Abstract: As developers we often hear that performance often comes at the price of good design. However when we have our performance tuning hats on, we often find that good design is essential to help achieve good performance. In this article we will explore one example of where a good design choice has been essential in an effort to improve performance.
Welcome to the 134th edition of The Java(tm) Specialists' Newsletter. This week, I have the honour of welcoming Kirk Pepperdine as a contributing author to our newsletter. It is the first newsletter that Kirk is writing for us, and hopefully not the last. Kirk is a well known authority on the topic of Java Performance. I have listened to his talks at TSSJS and JavaZone, and have even shared the stage with Kirk in Johannesburg earlier this year.
Kirk Pepperdine is presenting his incredible Java Performance Tuning course in Greece in the week of the 23rd. On one of the evenings, I will join you for a wonderful meal at "Irene's", a little restaurant in the village of Xorafakia. Run by Irene herself, this tiny taverna cooks typical Cretan dishes and is frequented by the locals (always a good sign) and of course tourists. Come join us for an evening of good food and good company :)
And with that, I hand you over to Kirk Pepperdine.
javaspecialists.teachable.com: Please visit our new self-study course catalog to see how you can upskill your Java knowledge.
Just recently I had a conversation with a colleague who had determined that String was at the root of his performance woes. Normally I am sceptical when someone tells me that String utilization is the problem. It isn't that String utilization couldn't be a problem; it is just that String is used so ubiquitously that fixing it not only time consuming, there is no guarantee that "fixing" it will improve performance. However the application in question was performing a lot of String concatenations. The resulting String was then used to perform a lookup in a HashMap. What should have been a quick performance win was going to take a lot of effort because the original developer failed to adhere to the Don't Repeat Yourself (DRY) design principle.
One of the goals in this exercise was to dispel the myth that you need to sacrifice good design or write overly complex code in order to achieve good performance. That there is wide spread belief in this myth is unfortunate because I have found that violating design principles or writing overly complex code is often the stumbling block to achieving good performance. In this case, not following DRY left the String concatenation operation and subsequent HashMap lookup scattered all throughout the application. This has two knock-on effects. The first being that any operation that is a bottleneck will be difficult to find as the scattering dilutes or hides the effect. The second is that if you are lucky enough to find that an operation is a bottleneck, you will be obliged to trawl through the code looking for every instance of that operation. Lastly what happens is that teams blindly change String operations without any evidence to say that a change would make a difference.
Fortunately my colleague had identified a single use case and that allowed me to write a focused benchmark. A benchmark in which we could explore the benefits of one strategy over another. In addition, I wanted to demonstrate how DRY would help and without hurting performance. Thus I structured the benchmark to follow that design principle.

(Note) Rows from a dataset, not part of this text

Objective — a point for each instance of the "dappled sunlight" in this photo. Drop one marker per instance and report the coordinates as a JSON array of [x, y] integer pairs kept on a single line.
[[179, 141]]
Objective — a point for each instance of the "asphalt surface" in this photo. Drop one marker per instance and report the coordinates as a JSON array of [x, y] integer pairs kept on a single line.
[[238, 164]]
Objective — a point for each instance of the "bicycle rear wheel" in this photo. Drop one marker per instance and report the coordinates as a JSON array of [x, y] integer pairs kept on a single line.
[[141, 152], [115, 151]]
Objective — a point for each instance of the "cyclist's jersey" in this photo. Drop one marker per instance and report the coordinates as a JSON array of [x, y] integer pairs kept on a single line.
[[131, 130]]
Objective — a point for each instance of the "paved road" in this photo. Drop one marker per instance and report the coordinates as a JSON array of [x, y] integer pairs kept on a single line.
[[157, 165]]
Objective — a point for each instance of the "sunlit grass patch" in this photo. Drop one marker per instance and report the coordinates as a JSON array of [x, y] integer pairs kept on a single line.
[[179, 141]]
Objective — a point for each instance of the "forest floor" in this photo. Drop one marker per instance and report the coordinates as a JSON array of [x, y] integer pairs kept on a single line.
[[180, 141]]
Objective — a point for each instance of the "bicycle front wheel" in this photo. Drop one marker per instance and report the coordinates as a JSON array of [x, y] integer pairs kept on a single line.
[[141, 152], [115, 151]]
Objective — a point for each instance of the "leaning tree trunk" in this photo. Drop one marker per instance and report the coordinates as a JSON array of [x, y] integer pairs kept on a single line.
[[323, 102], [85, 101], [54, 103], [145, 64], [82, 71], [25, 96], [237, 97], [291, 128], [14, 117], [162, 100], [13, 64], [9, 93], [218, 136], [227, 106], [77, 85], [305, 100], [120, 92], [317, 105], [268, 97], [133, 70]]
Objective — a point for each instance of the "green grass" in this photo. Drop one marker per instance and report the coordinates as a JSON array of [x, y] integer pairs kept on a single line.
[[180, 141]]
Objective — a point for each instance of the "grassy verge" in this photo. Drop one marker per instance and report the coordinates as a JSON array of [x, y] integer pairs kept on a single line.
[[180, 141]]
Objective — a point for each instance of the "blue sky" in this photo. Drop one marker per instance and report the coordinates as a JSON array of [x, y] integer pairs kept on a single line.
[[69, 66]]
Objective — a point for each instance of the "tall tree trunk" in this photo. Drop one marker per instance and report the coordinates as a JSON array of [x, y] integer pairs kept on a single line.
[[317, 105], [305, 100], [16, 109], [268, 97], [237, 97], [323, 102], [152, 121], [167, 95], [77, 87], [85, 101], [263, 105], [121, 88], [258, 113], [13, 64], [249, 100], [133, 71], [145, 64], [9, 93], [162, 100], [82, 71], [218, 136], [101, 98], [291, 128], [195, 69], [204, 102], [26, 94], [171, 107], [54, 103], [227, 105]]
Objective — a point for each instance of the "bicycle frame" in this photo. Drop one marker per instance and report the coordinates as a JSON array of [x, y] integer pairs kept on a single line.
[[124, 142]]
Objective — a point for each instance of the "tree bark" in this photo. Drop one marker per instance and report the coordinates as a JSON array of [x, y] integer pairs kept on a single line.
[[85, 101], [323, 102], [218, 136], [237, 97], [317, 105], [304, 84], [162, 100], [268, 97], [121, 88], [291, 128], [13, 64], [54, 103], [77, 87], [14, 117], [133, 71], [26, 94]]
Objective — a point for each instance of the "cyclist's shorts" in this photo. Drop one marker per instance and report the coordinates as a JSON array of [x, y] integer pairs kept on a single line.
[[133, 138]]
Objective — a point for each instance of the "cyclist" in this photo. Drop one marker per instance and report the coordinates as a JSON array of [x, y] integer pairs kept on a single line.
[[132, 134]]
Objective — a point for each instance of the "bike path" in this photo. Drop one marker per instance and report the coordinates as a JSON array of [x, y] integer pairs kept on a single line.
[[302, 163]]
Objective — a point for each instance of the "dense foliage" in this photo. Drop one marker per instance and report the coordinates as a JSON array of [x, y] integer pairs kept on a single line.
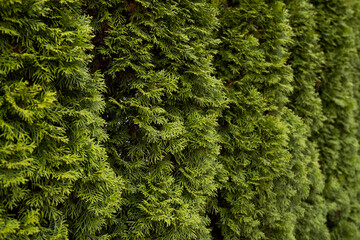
[[150, 119]]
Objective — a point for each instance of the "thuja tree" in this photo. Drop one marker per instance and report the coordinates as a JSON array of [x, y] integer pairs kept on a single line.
[[337, 139], [54, 179], [306, 61], [258, 200], [162, 112]]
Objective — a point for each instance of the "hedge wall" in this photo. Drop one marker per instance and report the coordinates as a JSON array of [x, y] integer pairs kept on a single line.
[[150, 119]]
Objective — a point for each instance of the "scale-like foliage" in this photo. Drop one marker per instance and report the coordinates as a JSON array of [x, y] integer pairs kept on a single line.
[[54, 179], [162, 112], [306, 61], [337, 139], [258, 199]]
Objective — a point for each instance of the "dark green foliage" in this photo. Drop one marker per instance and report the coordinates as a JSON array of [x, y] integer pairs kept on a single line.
[[162, 112], [54, 179], [306, 61], [258, 199], [337, 140], [262, 145]]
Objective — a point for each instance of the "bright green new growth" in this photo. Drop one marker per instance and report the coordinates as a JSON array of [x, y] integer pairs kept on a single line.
[[258, 199], [54, 179], [162, 112], [225, 119]]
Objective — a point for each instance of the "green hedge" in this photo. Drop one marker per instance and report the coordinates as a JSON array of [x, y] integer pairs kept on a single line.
[[149, 119]]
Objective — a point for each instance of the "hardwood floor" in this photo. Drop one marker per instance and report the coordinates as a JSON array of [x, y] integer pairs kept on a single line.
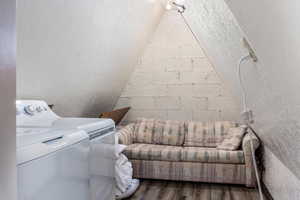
[[169, 190]]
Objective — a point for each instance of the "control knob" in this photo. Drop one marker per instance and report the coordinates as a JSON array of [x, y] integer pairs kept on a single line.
[[30, 109]]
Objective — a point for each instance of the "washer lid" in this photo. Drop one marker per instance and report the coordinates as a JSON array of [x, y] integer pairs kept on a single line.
[[87, 124], [32, 147]]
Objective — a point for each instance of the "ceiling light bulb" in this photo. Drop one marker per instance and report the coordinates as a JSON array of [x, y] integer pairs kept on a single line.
[[168, 7]]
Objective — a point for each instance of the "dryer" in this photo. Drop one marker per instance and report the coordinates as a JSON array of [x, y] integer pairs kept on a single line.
[[52, 164], [101, 133]]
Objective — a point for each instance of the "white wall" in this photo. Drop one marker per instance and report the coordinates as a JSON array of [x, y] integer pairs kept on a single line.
[[175, 80], [7, 100], [78, 54], [272, 84]]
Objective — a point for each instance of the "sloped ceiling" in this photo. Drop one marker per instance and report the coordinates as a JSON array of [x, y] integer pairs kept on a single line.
[[272, 27], [78, 54]]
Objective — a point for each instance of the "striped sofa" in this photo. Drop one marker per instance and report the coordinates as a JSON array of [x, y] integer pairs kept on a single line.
[[186, 151]]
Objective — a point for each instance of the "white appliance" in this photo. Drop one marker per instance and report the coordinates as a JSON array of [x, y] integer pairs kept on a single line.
[[52, 164], [102, 142]]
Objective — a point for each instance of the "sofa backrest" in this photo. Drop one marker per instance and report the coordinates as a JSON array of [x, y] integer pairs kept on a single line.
[[206, 134], [163, 132]]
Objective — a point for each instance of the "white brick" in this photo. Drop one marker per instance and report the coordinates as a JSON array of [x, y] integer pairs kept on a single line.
[[207, 90], [180, 90], [191, 50], [179, 64], [143, 103], [192, 77], [220, 103], [145, 90], [168, 103], [202, 65], [206, 115], [230, 114], [122, 102], [194, 103], [181, 115], [173, 79], [166, 78], [134, 114], [141, 78]]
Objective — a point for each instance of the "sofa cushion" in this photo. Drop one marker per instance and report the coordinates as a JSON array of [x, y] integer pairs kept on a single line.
[[164, 132], [233, 140], [153, 152], [206, 134], [212, 155]]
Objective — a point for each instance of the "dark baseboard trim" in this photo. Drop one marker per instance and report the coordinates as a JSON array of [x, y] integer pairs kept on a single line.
[[266, 192]]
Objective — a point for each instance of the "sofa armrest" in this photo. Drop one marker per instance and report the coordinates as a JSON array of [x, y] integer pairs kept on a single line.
[[250, 172], [125, 135]]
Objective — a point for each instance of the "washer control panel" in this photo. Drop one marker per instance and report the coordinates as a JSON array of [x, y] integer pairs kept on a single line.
[[34, 113]]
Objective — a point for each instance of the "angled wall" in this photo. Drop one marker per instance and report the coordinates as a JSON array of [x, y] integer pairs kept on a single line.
[[174, 79], [78, 54], [8, 171], [272, 83]]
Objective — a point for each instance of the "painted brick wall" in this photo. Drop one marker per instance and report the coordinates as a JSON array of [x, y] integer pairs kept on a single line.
[[175, 80]]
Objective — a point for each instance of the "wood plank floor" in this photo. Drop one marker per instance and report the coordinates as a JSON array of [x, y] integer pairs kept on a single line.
[[169, 190]]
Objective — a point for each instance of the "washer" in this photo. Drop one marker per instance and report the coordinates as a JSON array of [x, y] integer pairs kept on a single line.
[[102, 142], [52, 164]]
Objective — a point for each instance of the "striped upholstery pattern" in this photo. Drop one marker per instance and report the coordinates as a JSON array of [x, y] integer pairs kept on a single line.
[[250, 173], [212, 155], [153, 152], [189, 171], [164, 132], [233, 140], [193, 158], [206, 134]]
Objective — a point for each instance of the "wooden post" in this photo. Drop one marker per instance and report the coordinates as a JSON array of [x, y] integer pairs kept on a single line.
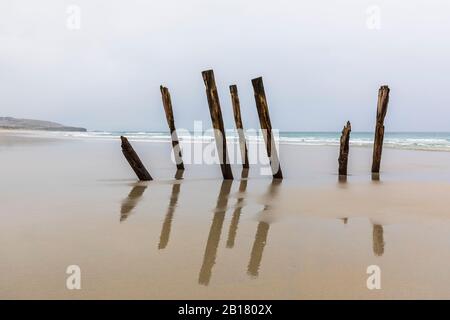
[[134, 161], [266, 126], [344, 149], [383, 100], [167, 103], [239, 127], [217, 121], [378, 240]]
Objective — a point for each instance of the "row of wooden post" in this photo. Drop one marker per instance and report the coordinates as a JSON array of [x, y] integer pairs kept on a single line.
[[266, 126]]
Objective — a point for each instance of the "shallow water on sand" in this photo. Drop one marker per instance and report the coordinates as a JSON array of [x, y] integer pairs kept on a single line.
[[75, 202]]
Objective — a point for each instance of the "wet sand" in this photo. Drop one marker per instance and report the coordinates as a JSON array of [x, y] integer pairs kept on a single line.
[[76, 201]]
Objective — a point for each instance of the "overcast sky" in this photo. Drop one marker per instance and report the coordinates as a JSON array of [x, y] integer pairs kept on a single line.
[[322, 61]]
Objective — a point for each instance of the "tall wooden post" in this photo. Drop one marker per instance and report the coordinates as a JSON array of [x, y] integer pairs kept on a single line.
[[383, 100], [134, 161], [266, 126], [344, 149], [167, 103], [239, 127], [217, 122]]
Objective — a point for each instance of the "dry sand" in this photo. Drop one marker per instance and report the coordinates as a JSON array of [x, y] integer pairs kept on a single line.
[[75, 201]]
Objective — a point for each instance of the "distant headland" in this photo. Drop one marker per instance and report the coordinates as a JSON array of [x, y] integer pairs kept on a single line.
[[28, 124]]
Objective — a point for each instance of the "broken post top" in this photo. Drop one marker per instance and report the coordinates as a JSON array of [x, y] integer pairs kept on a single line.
[[348, 126], [167, 104], [260, 97], [236, 106], [383, 100], [208, 79]]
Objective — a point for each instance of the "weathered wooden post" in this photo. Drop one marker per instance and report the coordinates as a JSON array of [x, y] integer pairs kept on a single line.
[[134, 161], [239, 127], [266, 127], [217, 122], [167, 103], [383, 100], [344, 149]]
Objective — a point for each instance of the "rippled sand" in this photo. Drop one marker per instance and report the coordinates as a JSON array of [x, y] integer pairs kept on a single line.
[[75, 201]]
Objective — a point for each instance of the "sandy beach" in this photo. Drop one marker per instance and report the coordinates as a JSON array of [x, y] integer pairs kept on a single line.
[[75, 201]]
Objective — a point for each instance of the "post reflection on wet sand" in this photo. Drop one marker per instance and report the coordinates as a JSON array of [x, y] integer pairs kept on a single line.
[[237, 212], [261, 233], [209, 258], [131, 201], [378, 240], [167, 224]]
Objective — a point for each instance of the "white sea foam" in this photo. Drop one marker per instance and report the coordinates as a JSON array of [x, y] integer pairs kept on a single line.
[[413, 141]]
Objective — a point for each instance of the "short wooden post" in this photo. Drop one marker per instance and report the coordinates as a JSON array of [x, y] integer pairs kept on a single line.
[[378, 240], [344, 149], [239, 127], [383, 100], [266, 126], [217, 122], [134, 161], [167, 103]]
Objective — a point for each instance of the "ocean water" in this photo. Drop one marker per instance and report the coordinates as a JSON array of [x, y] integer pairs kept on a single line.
[[433, 141]]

public class Person { private int id; private final String firstName; private final String lastName; public Person(String firstName, String lastName) { this.firstName = firstName; this.lastName = lastName; } public int getId() { return id; } public void setId(int id) { this.id = id; } } import java.util.HashMap; public class AllPersons { private HashMap personsById = new HashMap(); private HashMap personsByName = new HashMap(); public Person addPerson(String firstName, String lastName) { Person person = new Person(firstName, lastName); personsById.put(new Integer(person.getId()), person); personsByName.put(firstName + lastName, person); return person; } public Person findPersonsById(int id) { return (Person) personsById.get(new Integer(id)); } public Person findPersonsByName(String firstName, String lastName) { return (Person) personsByName.get(firstName + lastName); } }
As you can see, the AllPersons class provides a nice neat home for all of the needed CRUD operations. Note that the class contains two HashMaps. The second is not necessary for this benchmark but demonstrates one of the benefits of following DRY. As the queries build up you may find that you need alternative indexing schemes. Just as adding an extra index in a database, the personsByIndex Map provides that functionality. Other benefits will become apparent when we move to the second part of the benchmark. The next step was to setup a benchmark harness. The code for this is just below.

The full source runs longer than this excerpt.